When applying to a campaign job, does your resume match the job?

I'm sure you've heard this advice from guidance counselors before, adapt your resume to match the job you're applying for.

And while this is sound advice, I realize it's unrealistic to spend the time adjusting your resume for each job. You should at least have a 'political' resume and a 'non-political' resume. I'd even say you should have a 'political: campaigns' resume and a 'political: other' resume.

Regardless of how you choose to do it, make sure your resume doesn't make you look like your real life plans are elsewhere.

I was recently interviewing a candidate for a political position, and asked him what his five year life plan was. His response was that he wanted to be in international affairs with a graduate degree. The job I was interviewing him for was, clearly, his last resort and he'd be jumping ship as soon as he could.

When a job asks you what your five year plan is, your response should always be, "working here, hoping for a promotion, working hard and being a valued member of the team."

It shows that you understand the situation and the real question, it isn't a time to be indulgent. When you make a resume and express your life plans, don't say or even hint that you want to be in international relations in ten years, or that you have a secret path to be a professor.
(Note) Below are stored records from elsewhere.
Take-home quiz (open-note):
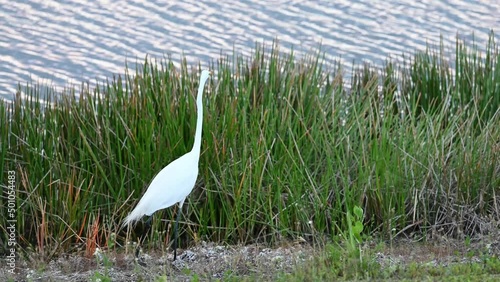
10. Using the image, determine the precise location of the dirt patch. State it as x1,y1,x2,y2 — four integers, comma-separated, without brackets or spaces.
4,237,500,281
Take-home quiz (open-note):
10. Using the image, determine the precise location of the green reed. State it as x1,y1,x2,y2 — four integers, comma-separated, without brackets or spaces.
0,34,500,255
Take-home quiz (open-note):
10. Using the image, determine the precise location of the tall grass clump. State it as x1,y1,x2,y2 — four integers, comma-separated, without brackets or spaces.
0,34,500,256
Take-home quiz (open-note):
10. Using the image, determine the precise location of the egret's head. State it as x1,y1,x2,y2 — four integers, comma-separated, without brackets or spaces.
200,70,212,84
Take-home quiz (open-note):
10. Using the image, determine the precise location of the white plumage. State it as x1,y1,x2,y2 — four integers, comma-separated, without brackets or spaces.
123,70,210,260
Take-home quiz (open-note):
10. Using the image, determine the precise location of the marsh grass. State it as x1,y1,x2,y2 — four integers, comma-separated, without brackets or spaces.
0,34,500,256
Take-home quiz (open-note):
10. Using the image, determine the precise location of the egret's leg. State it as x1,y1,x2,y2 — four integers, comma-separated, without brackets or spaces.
135,215,153,258
174,201,184,261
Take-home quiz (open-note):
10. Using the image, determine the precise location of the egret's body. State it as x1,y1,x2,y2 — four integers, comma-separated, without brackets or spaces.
123,70,210,260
No one wants to know your real life plans. They want to hear that your life plans matches with their employment needs. That you'll be a stable regular employee for them, that's what they want to hear.

When you give these lofty dreams, you're embracing certain negative stereotypes: flaky college students, being unrealistic, being difficult to work with, etc.

Come across as someone looking to work hard, take direction, and make progress. Come across as someone whose life plans matches the job you're applying for at that moment.